Tags: #Histórico, Relato

La isla de los hombres solos (14 page)

Nuestros artilleros apuntaban el cañón contra el bote de bandera blanca levantándole unos ex reos con sus propias manos a modo de palancas conforme el movimiento que indicaba el capitán de la «batería».

Entre los «ciudadanos» de primera línea se repartían las opiniones. Unos abogaban por retroceder contra el ejército de San Lucas y otros con no levantar un dedo. Sabíamos que de ganar la guerra don Venancio nos mantendría como «ciudadanos» de San Lucas, y si perdíamos… No era necesario pensar si perdíamos. La verdad es que estábamos presos dentro de un juego de locos.

Desde el bote ya cerca de la orilla salió una voz fuerte; para que se le escuchara mejor, había formado un altavoz con un cartón en forma de cucurucho de vender maní. Y dijo:

—Por orden del señor Presidente de Costa Rica se manda que nadie haga caso al loco de Venancio y avisa que si dentro de veinte minutos no se rinden, tanto los reos como los soldados han de volar a fuego de cañón. Promete no castigar a ningún reo o soldado porque él reconoce los modales del loco y sabe que a veces impresiona o atemoriza con la amenaza de crueles castigos. Por lo anterior fue que se le escogió como comandante de San Lucas. Solamente se pide la entrega del loco de Venancio. Para todos los demás está la solemne palabra empeñada de perdón y de olvido.

Don Venancio con lágrimas en los ojos reunió un grupo de reos y otro de soldados y les pidió una opinión: los nuevos ciudadanos optaron por no rendirse, que se dieran armas a los ex presidiarios; los soldados opinaron por una rendición.

—Dicen los del barco que faltan tres minutos… Todos miramos al señor Presidente de San Lucas.

En ese momento casi me dio pena verle en tal situación. Se paró sobre una piedra. Cantó y nos hizo cantar un himno nuestro compuesto por una vieja tonada de cuplé Y luego se arrancó las insignias de general.

Luego, tomando su espada, la quebró sobre la rodilla derecha. Después sacó un pañuelo blanco y lo levantó sobre la punta de su espada rota haciéndole ondear.

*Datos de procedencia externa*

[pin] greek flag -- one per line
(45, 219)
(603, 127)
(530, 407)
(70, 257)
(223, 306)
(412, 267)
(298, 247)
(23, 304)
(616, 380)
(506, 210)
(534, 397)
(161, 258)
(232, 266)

Nosotros estábamos por llorar y salir corriendo. Una angustia rara me invadió el alma. Paso a paso bajó el general hasta el malecón y poniendo su cabeza entre la rodillas, sentado, lloró en la misma forma en que he llorado y había mirado llorar a tantos hombres derrotados por la vida cuando llevaban una cadena al pie, y una sentencia de «para siempre» sobre el nombre.

El barco se aproximó a toda máquina. Cien hombres bajaron en botes. Algunos de ellos venían muertos de risa y con el capitán al frente se acercaron donde estaba Venancio. El capitán primero se cuadró, le presentó armas y luego le arrancó a tirones el uniforme, hasta el pantalón, y cargándole las cadenas, lo llevó hasta el barco. Una última mirada nos envió don Venancio con sus ojos hechos llanto. A pesar de lo cruel que había procedido siempre, un movimiento de pena recorrió por nuestra fila de reos. Al fin y al cabo, él nos había quitado las cadenas y nos prendió la llama del anhelo de ser libres en el corazón que por absurda y loca que fue, no por eso era menos cierto que nos ardió en la vida.

En el pecho el eco de su voz de mando al declararnos libres y ciudadanos de un ensueño imposible, tenía tonalidad de suave y hermosa promesa como las manos de un ángel.

Nuestro general Venancio, Primer Presidente de la República de San Lucas, se fue como se fueron y se tendrían que ir, antes y después, tantos sueños locos, esperanzas y pesares.

Se nos había ofrecido perdón y olvido.

Los soldados, todos, incluso los de don Venancio encerrados en el calabozo, fueron desarmados y llevados al barco. Una guardia nueva, desde el comandante al corneta, tomó su cargo del presidio.

Nuestra expectación ahora era esperar la clase de perdón y de olvido que se nos había ofrecido, ya que el instante nos tenía nerviosos con un centenar de soldados dirigiendo sus rifles contra nosotros.

Lo primero que debíamos de «olvidar» era que durante unos días fuimos hombres casi verdaderamente libres…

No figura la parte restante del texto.